- Pitcher
- Born: July 8, 1969 (age 57) Los Mochis, Sinaloa, Mexico
- Batted: RightThrew: Left

MLB debut
- September 1, 1989, for the Cincinnati Reds

Last MLB appearance
- October 4, 1991, for the Pittsburgh Pirates

MLB statistics
- Win–loss record: 2–2
- Earned run average: 4.80
- Strikeouts: 18
- Stats at Baseball Reference

Teams
- Cincinnati Reds (1989–1990); Pittsburgh Pirates (1991);

= Rosario Rodríguez =

Mexican baseball player (born 1969)

Rosario Isabel Rodríguez Echavarria (born July 8, 1969) is a Mexican former professional baseball pitcher. He played in Major League Baseball (MLB) for the Cincinnati Reds and the Pittsburgh Pirates. He debuted on September 1, 1989 with the Reds and against his future team, the Pirates.
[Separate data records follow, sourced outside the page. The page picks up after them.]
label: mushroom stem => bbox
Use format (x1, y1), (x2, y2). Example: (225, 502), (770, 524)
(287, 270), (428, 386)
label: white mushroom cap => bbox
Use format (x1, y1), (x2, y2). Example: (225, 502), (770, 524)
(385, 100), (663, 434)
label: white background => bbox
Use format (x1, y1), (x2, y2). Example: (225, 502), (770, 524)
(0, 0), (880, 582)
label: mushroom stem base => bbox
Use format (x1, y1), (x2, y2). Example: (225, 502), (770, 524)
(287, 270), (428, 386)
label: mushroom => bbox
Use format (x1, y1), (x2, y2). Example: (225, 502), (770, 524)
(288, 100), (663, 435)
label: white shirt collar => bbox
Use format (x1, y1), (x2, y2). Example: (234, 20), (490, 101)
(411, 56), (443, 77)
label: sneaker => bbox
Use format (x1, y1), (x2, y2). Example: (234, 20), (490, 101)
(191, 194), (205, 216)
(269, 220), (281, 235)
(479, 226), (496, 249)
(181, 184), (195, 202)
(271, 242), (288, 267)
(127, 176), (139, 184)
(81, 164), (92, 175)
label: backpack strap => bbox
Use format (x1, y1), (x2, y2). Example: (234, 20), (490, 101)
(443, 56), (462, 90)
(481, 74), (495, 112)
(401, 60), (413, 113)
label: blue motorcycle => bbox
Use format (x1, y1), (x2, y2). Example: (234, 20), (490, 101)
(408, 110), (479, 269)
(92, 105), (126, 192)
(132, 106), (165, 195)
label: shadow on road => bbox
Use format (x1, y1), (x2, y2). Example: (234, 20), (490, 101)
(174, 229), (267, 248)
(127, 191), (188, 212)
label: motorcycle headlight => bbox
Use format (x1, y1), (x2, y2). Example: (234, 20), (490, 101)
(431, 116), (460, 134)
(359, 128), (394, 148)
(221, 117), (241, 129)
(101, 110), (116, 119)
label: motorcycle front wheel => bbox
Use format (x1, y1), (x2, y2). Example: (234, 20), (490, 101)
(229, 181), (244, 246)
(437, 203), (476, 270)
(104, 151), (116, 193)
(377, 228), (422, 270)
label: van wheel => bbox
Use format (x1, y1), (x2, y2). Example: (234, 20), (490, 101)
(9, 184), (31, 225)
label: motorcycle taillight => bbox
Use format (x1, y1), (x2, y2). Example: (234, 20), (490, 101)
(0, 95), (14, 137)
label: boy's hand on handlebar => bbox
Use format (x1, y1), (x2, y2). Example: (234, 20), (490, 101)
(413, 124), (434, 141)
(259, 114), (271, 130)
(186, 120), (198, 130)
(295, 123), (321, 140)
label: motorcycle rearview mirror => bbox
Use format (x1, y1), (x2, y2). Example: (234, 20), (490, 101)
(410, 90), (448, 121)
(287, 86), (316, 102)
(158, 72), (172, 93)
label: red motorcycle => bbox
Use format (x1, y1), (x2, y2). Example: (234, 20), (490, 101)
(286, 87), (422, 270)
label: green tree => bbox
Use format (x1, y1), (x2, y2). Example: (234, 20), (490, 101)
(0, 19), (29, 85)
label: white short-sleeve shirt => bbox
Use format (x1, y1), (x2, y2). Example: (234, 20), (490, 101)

He was the youngest player to play in the National League in 1989.

Rodríguez attended high school in Mexico City. In March 1987, the Cincinnati Reds signed him as an amateur free agent at the age of 17. He spent the 1987 one season with the Reds' rookie team, pitching in 17 games and posting a 1–5 record and a 3.08 earned run average (ERA). Rodríguez split the 1988 season between the Cedar Rapids Reds and the Greensboro Hornets. With Greensboro, he pitched in 23 games with an ERA of only 1.52. He spent the 1989 season with the Chattanooga Lookouts of the Southern League, where he pitched in 28 games, won three and lost none with a 4.47 ERA. At the conclusion of the minor league season, he was called up by the Reds to make his debut.

Rodríguez made his major league debut on September 1, 1989 against the Pittsburgh Pirates. Over the course of the 1989 Cincinnati Reds season, he pitched in seven games, posted a 1–1 record, and was the youngest player in the National League that season at the age of 20. He spent the off-season in the Mexican League, then in March 1991 was signed to a one-year deal along with Rob Dibble, Chris Sabo, and Reggie Jefferson. He again spent most of the season in the minors, mainly playing for Chattanooga but also playing five games for the Nashville Sounds. He pitched in 36 games for Chattanooga and had a 4.36 ERA. During the 1990 Cincinnati Reds season, he pitched in nine games and had a 6.10 ERA, not winning or losing any games.

While Rodríguez was on the winter roster for the Reds, he was waived by the team in December. On December 20, the Pittsburgh Pirates claimed him off waivers. He was scheduled to be in camp by February 21, but due to visa problems, he did not arrive in camp until March. He split time with the Buffalo Bisons and the Pirates that season. With Buffalo, he pitched in 48 games and posted a 4–3 record and a 3.00 ERA. During the 1991 Pittsburgh Pirates season, he pitched in 18 games and had an ERA of 4.11. He also had one appearance during the 1991 National League Championship Series, allowing three runs in one inning against the Atlanta Braves.

His final professional season was in 1992 with the Bisons. In four games, Rodríguez had an ERA of 18.00. He spent three occasions on the disabled list that season with shoulder trouble, the third stint in June costing him the season. He was released from the Pirates in March 1993, ending his professional career.